Op grond van de telecommunicatiewet zijn er eigenlijk maar drie verdelingsmechanismen denkbaar: veilen, loten of de ‘beauty contest’. Veilen betekent grofweg dat de rijkste wint. En internet wordt niet alleen gebruikt om geld te verdienen: juist ideële clubs gebruiken internet veelvuldig voor communicatie met het publiek. Je zou er aan kunnen denken die te subsidiëren bij een loting, maar dat zal dan toch weer een inhoudelijke beoordeling vragen. Loten is ook geen oplossing. Het is misschien wel ‘eerlijk’, maar het kan tot toewijzingen leiden die heel verwarrend zijn voor het publiek. Zo zou een willekeurige drogist in Dokkum de domeinnaam http://www.drogist.nl kunnen bemachtigen, terwijl het publiek daar toch eerder algemene informatie over de branche verwacht. Blijft als enige bevredigende mogelijkheid de ‘beauty contest’ over, ofwel de inhoudelijke beoordeling. Het lijkt mij overigens niet zo geslaagd als die puur aan het inzicht van een of ander instituut wordt overgelaten, hoe wijs en onafhankelijk dat ook moge zijn: een behoorlijke (wettelijke) reglementering is wel gewenst. Want er staan grote belangen op het spel. Wellicht zullen zelfs domeinnamen onteigend moeten worden!
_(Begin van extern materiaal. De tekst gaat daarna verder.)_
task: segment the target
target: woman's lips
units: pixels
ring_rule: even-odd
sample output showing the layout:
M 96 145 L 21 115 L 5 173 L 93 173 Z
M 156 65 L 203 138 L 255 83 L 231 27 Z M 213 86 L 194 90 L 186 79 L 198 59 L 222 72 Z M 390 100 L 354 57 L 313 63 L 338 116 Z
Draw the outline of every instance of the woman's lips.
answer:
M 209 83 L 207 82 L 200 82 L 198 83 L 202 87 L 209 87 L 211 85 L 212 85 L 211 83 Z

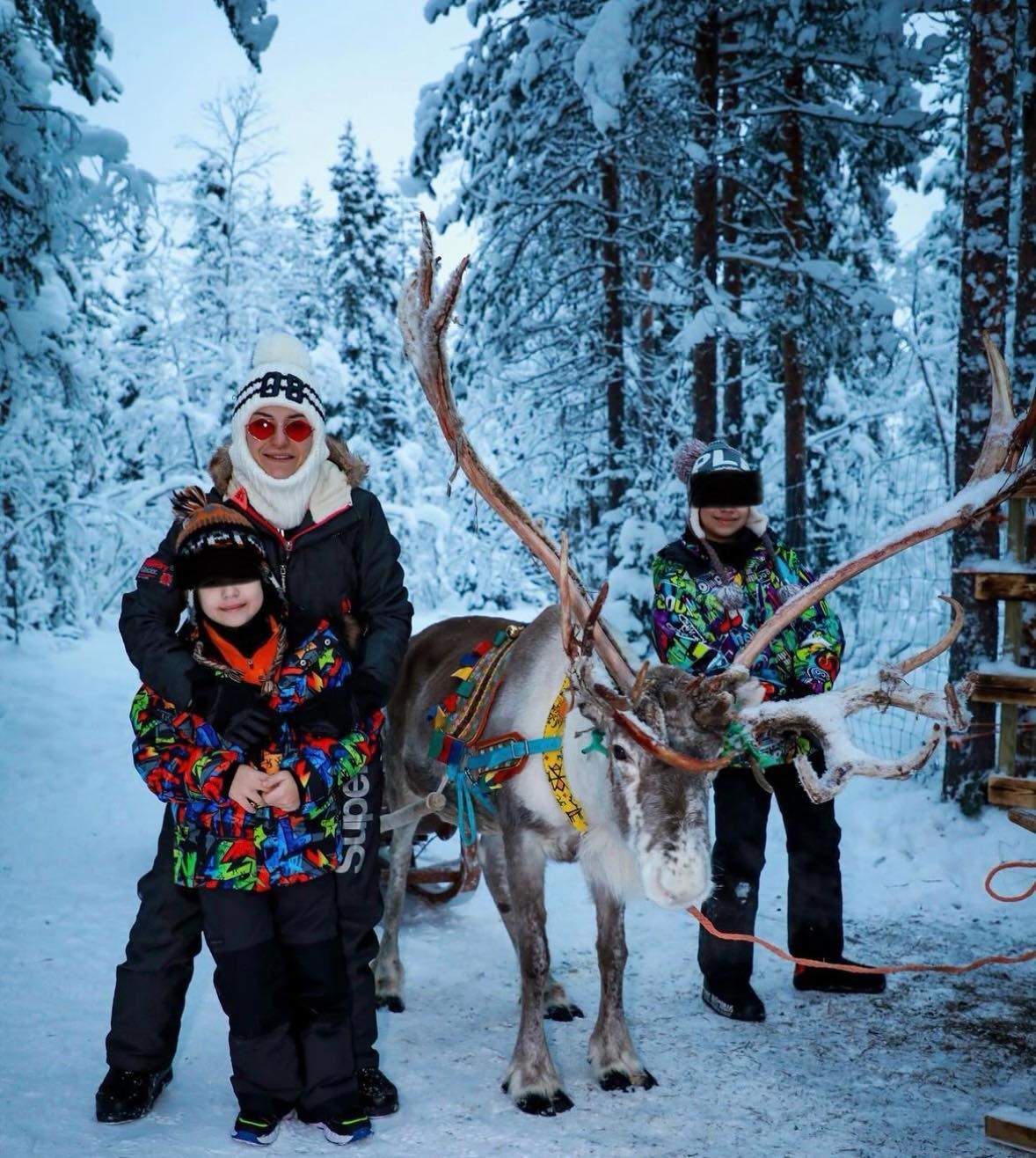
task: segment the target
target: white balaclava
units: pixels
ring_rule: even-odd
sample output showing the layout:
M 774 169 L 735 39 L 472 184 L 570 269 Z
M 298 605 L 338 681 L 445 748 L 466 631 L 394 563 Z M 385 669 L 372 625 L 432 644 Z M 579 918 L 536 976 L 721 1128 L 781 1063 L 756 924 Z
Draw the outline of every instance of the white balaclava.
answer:
M 249 504 L 281 530 L 306 518 L 314 489 L 328 461 L 324 404 L 313 384 L 309 351 L 289 334 L 265 334 L 256 343 L 252 367 L 237 391 L 230 419 L 230 493 L 243 486 Z M 313 426 L 313 444 L 302 466 L 288 478 L 274 478 L 248 448 L 245 426 L 264 406 L 291 406 Z

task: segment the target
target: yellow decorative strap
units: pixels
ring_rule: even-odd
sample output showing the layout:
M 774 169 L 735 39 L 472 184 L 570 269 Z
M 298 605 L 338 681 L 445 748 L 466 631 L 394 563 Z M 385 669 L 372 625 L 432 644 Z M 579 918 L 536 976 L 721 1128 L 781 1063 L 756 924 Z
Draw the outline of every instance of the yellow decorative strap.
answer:
M 568 689 L 571 684 L 568 682 L 568 676 L 565 676 L 565 682 L 561 684 L 561 690 L 558 692 L 553 704 L 551 704 L 550 712 L 546 717 L 546 725 L 543 728 L 544 736 L 560 735 L 565 731 L 565 716 L 568 713 Z M 546 772 L 548 783 L 551 786 L 551 791 L 554 794 L 554 799 L 561 807 L 561 812 L 568 818 L 572 827 L 578 833 L 585 833 L 587 830 L 587 822 L 582 814 L 582 805 L 575 799 L 575 793 L 572 791 L 572 785 L 568 783 L 568 777 L 565 775 L 565 753 L 563 748 L 558 748 L 557 752 L 544 752 L 543 756 L 543 770 Z

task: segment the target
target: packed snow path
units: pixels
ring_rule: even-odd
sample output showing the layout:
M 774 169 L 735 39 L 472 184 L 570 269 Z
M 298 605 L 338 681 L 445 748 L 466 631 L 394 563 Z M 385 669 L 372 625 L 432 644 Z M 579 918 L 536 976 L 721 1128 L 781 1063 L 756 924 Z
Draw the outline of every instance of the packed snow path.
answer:
M 226 1023 L 207 953 L 176 1077 L 155 1112 L 128 1126 L 94 1121 L 113 970 L 161 819 L 130 764 L 137 681 L 115 631 L 64 648 L 31 640 L 2 658 L 0 1153 L 240 1158 L 228 1138 Z M 857 782 L 839 799 L 851 957 L 965 961 L 1036 940 L 1036 901 L 997 904 L 982 888 L 997 860 L 1033 856 L 1031 837 L 999 812 L 968 821 L 936 797 L 931 782 Z M 758 932 L 780 944 L 785 873 L 774 808 Z M 1006 878 L 1001 887 L 1011 887 Z M 892 977 L 879 998 L 821 997 L 796 994 L 789 968 L 762 954 L 756 982 L 769 1020 L 736 1025 L 699 1001 L 691 919 L 646 903 L 629 914 L 626 1007 L 660 1085 L 604 1093 L 585 1060 L 597 970 L 576 868 L 551 867 L 548 906 L 556 970 L 587 1013 L 548 1027 L 575 1108 L 531 1119 L 499 1091 L 517 983 L 482 888 L 441 911 L 409 906 L 407 1009 L 383 1014 L 380 1041 L 403 1108 L 377 1122 L 360 1152 L 970 1158 L 1005 1152 L 982 1136 L 987 1109 L 1036 1107 L 1034 966 Z M 332 1150 L 296 1123 L 273 1148 Z

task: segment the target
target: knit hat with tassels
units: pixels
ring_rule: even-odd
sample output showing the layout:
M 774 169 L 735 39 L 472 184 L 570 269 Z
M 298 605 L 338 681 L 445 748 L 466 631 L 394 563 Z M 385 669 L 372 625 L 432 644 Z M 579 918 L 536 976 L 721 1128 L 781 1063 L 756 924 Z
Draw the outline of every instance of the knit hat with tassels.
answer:
M 172 496 L 172 513 L 183 520 L 172 563 L 177 587 L 269 580 L 263 541 L 243 512 L 210 503 L 199 486 L 186 486 Z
Zelfregulering is ook geen oplossing, omdat hier te veel verschillende maatschappelijke belangen in het spel zijn.
Een heel ander punt is, dat de kans op ‘botsingen’ aanzienlijk kan afnemen door ook in Nederland een systeem van domeinnamen in te voeren, zoals onder andere in Engeland en Frankrijk: commerciële instellingen worden in Engeland bijvoorbeeld ondergebracht onder .co.uk, en in Frankrijk hebben merkhouders zelfs een eigen plek op .tm.fr. Wat overigens nog steeds geen oplossing biedt voor het probleem dat hetzelfde merk – merkenrechtelijk volstrekt rechtmatig – voor verschillende soorten producten kan worden gebruikt: zo staat Ajax voor een voetbalclub, brandblussers en een afwasmiddel.
Telefonieregels
Kunnen we dan eigenlijk niet buiten het vermaledijde Domain Name System? Voor ‘Voice over IP’ (Voip) lijkt mij dat zeker een optie; telefoneren gebeurt van oudsher met cijfers. Niet de domeinnaam, maar het IP-adres is – technisch gezien – met een telefoonnummer te vergelijken. Zeker als met IPV6 iedereen (weer) een eigen IP-adres kan krijgen. Het betoog van Friso de Jong lijkt er op neer te komen dat we met Voip sowieso toch al in de telefoniewereld terecht zijn gekomen, en dat ‘dus’ dezelfde regels van toepassing moeten zijn als er voor de verdeling van telefoonnummers gelden. Maar: van toepassing voor wat? Voor de verdeling van IP-adressen lijkt me dat prima, maar de verdeling van domeinnamen is andere koek.
En hoe zit het dan met het zogenaamde naambellen? Daar verdeelt de Opta toch wel ‘namen’? Maar ook daar zijn er problemen te verwachten als namen botsen, met name als niet een van de gegadigden een beter recht heeft op een bepaalde naam. Ook daar zal men niet alleen de belangen van de kemphanen, maar ook die van het publiek in de gaten moeten houden: het publiek dat niet op het verkeerde been moet worden gezet als 0800-Huisarts bij voorbeeld doorschakelt naar het actiecomité van de stakende dokters, en niet naar de dokterstelefoon (een vooralsnog denkbeeldig voorbeeld).
Uiteindelijk moet naar mijn mening de conclusie zijn, dat er een soort van ‘naam-ruimtelijke ordening’ noodzakelijk is, met een stevige, wettelijke basis. Of die straks door de Sidn, de Opta, de Icann (Internet Corporation for Assigned Names and Numbers) , de ITU (International Telecommunicatio Union) of wie dan ook wordt uitgevoerd, staat daar los van.